Eye Sight
© ericpetersauto.com
It used to be that your car was a private space occupied in between home and work, where you could be by yourself - assuming no one else was with you. Now something else is always with you - keeping track of you.

Subaru calls their something EyeSight - and it is keeping its eyes on you. The eyes are electronic and you can't see them with yours. If you want to see them, use a camera to pan the dashboard area; then you'll see a pair of red blinking infrared lights. These are the pupils - if you like - of the eyes that are always on you. They are watching to see whether you are looking where the car thinks you ought to be looking - which is straight ahead and don't look left or right for too long.

If the eyes that are always watching you - they never sleep - think you're getting "drowsy" (which the programming defines as not looking where the programming of the machine intelligence behind those eyes thinks you ought to be looking) then it raps your knuckles, electronically, with corrective visual and audible prompts.

Subaru's system is just one of many and they're all fundamentally the same. I was recently test driving another make/model - a Lexus RX - that had the same eyes that are always upon you, which you can see in the video above. I kept them from seeing me by covering them over with blue painter's tape, as you can also see. I did this because it annoyed me to be watched by the car, which also insisted I "sit up" - so that it could see me better, apparently. The tape over its eyes engendered a hissy fit, which eventually subsided. A message popped up in the dash display advising me that this safety system was offline and to check the owner's manual.

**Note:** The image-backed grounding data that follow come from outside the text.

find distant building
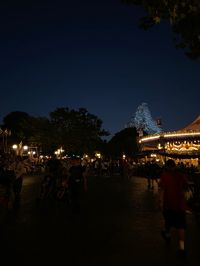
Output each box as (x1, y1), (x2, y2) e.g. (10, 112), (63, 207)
(138, 115), (200, 166)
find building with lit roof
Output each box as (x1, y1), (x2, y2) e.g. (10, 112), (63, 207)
(138, 115), (200, 166)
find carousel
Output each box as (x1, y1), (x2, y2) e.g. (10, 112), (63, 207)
(138, 115), (200, 167)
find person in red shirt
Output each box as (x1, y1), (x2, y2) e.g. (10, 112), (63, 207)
(159, 159), (188, 257)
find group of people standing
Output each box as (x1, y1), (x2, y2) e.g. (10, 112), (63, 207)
(39, 157), (191, 257)
(38, 157), (88, 213)
(0, 153), (193, 258)
(0, 155), (32, 207)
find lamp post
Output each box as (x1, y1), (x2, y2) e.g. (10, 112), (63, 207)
(12, 143), (28, 156)
(122, 153), (126, 160)
(95, 152), (101, 159)
(12, 144), (18, 155)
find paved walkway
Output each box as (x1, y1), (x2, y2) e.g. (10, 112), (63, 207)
(0, 174), (200, 266)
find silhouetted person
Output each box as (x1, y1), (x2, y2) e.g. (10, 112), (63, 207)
(10, 156), (27, 202)
(68, 158), (87, 213)
(159, 159), (188, 258)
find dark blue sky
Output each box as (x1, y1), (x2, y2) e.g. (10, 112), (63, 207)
(1, 0), (200, 137)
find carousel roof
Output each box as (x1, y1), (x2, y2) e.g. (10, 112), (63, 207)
(139, 115), (200, 144)
(178, 115), (200, 132)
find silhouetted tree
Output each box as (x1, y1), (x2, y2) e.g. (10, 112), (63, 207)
(122, 0), (200, 59)
(107, 127), (139, 159)
(3, 111), (35, 143)
(2, 108), (109, 156)
(28, 117), (58, 155)
(49, 107), (109, 155)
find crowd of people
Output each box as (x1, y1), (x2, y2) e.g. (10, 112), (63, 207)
(1, 153), (200, 258)
(37, 157), (89, 213)
(0, 154), (34, 208)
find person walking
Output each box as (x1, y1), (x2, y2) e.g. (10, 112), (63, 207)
(10, 156), (27, 202)
(68, 158), (87, 213)
(159, 159), (188, 257)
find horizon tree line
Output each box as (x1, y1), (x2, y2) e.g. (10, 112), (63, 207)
(0, 103), (158, 159)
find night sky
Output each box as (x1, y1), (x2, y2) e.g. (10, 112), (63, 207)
(1, 0), (200, 137)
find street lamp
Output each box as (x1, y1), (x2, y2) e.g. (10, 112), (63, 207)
(23, 145), (28, 151)
(54, 146), (64, 159)
(12, 144), (18, 150)
(12, 143), (28, 156)
(95, 152), (101, 159)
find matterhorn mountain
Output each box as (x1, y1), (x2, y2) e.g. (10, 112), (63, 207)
(126, 102), (162, 135)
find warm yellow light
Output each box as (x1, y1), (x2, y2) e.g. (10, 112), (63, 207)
(60, 147), (64, 153)
(139, 131), (200, 144)
(96, 152), (101, 158)
(157, 143), (162, 149)
(23, 145), (28, 150)
(12, 144), (17, 150)
(139, 135), (160, 143)
(164, 132), (200, 138)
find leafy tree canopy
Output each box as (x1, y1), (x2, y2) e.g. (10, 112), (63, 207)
(3, 111), (35, 143)
(107, 127), (139, 159)
(49, 107), (109, 155)
(122, 0), (200, 59)
(2, 108), (109, 156)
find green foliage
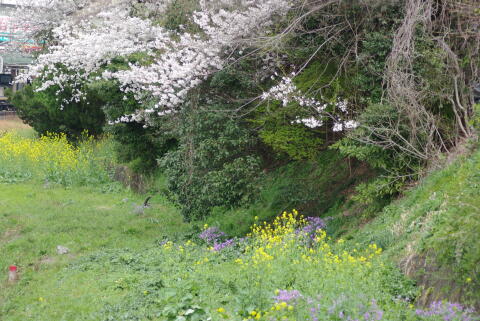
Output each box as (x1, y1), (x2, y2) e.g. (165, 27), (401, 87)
(92, 79), (177, 174)
(251, 62), (346, 160)
(107, 121), (176, 174)
(351, 31), (395, 104)
(204, 149), (373, 237)
(293, 62), (338, 100)
(260, 125), (322, 160)
(351, 178), (402, 205)
(252, 103), (325, 162)
(470, 103), (480, 130)
(134, 0), (200, 32)
(162, 0), (199, 32)
(10, 83), (105, 140)
(161, 104), (261, 221)
(333, 103), (422, 202)
(152, 57), (270, 220)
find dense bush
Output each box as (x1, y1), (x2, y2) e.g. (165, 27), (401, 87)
(333, 103), (422, 202)
(9, 82), (106, 140)
(161, 103), (261, 220)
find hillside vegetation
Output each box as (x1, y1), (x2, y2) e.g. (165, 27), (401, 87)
(2, 0), (480, 319)
(1, 126), (479, 320)
(343, 148), (480, 308)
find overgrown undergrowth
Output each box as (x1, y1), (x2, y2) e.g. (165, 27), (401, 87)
(1, 130), (479, 321)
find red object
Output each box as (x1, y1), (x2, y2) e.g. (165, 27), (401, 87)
(8, 265), (18, 283)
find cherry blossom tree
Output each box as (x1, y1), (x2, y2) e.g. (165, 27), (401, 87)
(19, 0), (297, 124)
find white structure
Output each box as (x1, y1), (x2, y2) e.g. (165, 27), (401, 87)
(0, 0), (34, 102)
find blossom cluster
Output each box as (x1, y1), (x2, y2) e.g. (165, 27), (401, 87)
(301, 216), (327, 240)
(261, 74), (359, 131)
(273, 290), (302, 303)
(199, 226), (225, 244)
(261, 74), (323, 109)
(13, 0), (89, 38)
(0, 131), (110, 185)
(19, 0), (293, 124)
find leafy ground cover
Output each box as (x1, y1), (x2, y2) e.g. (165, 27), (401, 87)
(1, 131), (479, 321)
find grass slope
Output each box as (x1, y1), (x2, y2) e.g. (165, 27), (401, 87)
(337, 148), (480, 308)
(0, 183), (187, 320)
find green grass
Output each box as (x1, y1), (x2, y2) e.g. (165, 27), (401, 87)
(0, 183), (188, 320)
(0, 204), (423, 321)
(329, 148), (480, 307)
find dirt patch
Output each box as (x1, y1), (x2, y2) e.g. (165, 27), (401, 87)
(113, 165), (148, 193)
(0, 228), (21, 245)
(96, 205), (114, 211)
(32, 256), (58, 271)
(400, 250), (479, 310)
(38, 256), (56, 265)
(0, 116), (31, 131)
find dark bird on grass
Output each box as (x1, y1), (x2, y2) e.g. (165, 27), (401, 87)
(132, 196), (152, 215)
(143, 196), (152, 208)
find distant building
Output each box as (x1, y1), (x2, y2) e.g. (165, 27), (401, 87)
(0, 0), (37, 102)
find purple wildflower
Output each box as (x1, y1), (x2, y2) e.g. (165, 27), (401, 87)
(303, 217), (326, 233)
(213, 239), (235, 251)
(298, 217), (327, 240)
(309, 306), (319, 321)
(370, 299), (384, 321)
(199, 227), (225, 244)
(415, 301), (477, 321)
(309, 296), (384, 321)
(274, 290), (302, 304)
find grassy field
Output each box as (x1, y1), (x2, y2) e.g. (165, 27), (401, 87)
(0, 185), (418, 321)
(0, 183), (188, 320)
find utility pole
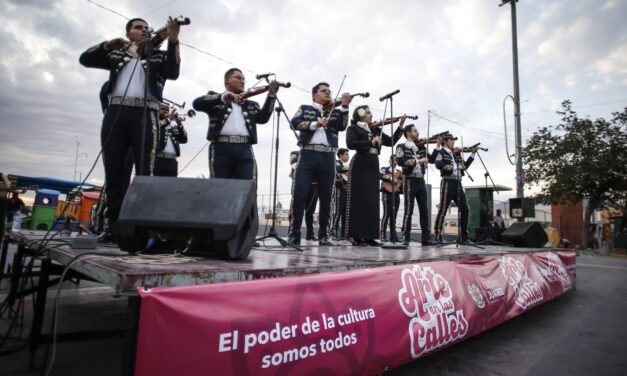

In italics to reflect the fact that "safety" has as much to do with the eyes being on you as the grope-and-scan line at the airport has to do with thwarting "terrorists." Both are measures meant to let you know who's in charge - and it's not you. This lets you know who is in charge.

In both cases, a dreary tyranny of universal compliance regime for the sake of compliance. It is everything the old Soviet Union was, just more technological now. You are just a widget and one of many. You are too low to be accorded the dignity of being treated as an individual. Just the same as any cow at a feed lot, which is exactly how we are viewed by the technocrats behind all of this. They are the new apparatchiks - combining political authority with technological power, the latter encroaching more and more with each passing day, or so it feels like.

"Safety" - in the context of cars - can be safely assumed to mean you are regarded as an absolute moron who cannot be trusted to drive a car safely. Accordingly, "safety" technology must be embedded in cars to protect you from yourself and (putatively) others from yourself, too.

Note the preemptive assumption of universal incompetence that predicates all of this.

A good way to understand this is the looming embedding of even more "technology" - ostensibly meant to preemptively stymie "drunk" drivers who've never been convicted of driving drunk. It used to be that only those convicted of drunk driving were required to have technology embedded in their car - such as an ignition interlock - to prevent them from driving drunk again.

Now - soon - every driver will be presumed "drunk" and the technology will be mandatory in every new vehicle, beginning with the 2026 model year. And the eyes-upon-you are that technology.

And it is already embedded in many new cars.

Instead of having to breath into a device that senses whether there's alcohol in your system before unlocking the ignition - the technology courts often require those convicted of drunk driving to have installed in their car - all cars will watch your eye movements and any that deviate from the programmed parameters will be adjudicated by the machine intelligence that controls the car as prima facie evidence that you are "drowsy" - which will be regarded as synonymous with "impaired" - which will become synonymous with "drunk."

Just the same as anyone who drives is presumptively already regarded as "drunk" as far as the law is concerned. Until they prove they are not - to the satisfaction of an armed government worker at what are styled "sobriety" checkpoints, where everyone is presumed to be "drunk."

Now your car will be your very own mobile checkpoint.

And - inevitably - it will do more than just watch your driving. This isn't a projection. It is an inevitability - as well as a legality. The inevitable part has to do with one thing logically following upon the heels of another. If it is necessary to keep eyes on you while you're driving for your own and others' "safety" then it is also necessary, implicitly, to prevent you from driving "unsafely." The technology will do more than rap your knuckles - so to speak - with visual and audible corrections.

It will inevitably prevent you from continuing to drive.

This technology is also already embedded. You don't control the accelerator or the brakes; the technology does. It merely allows you to believe you do - for now. In time, it will be made clear who controls your car.

And the federal "safety" edict - the one that goes into effect come 2026 - will make that crystal clear.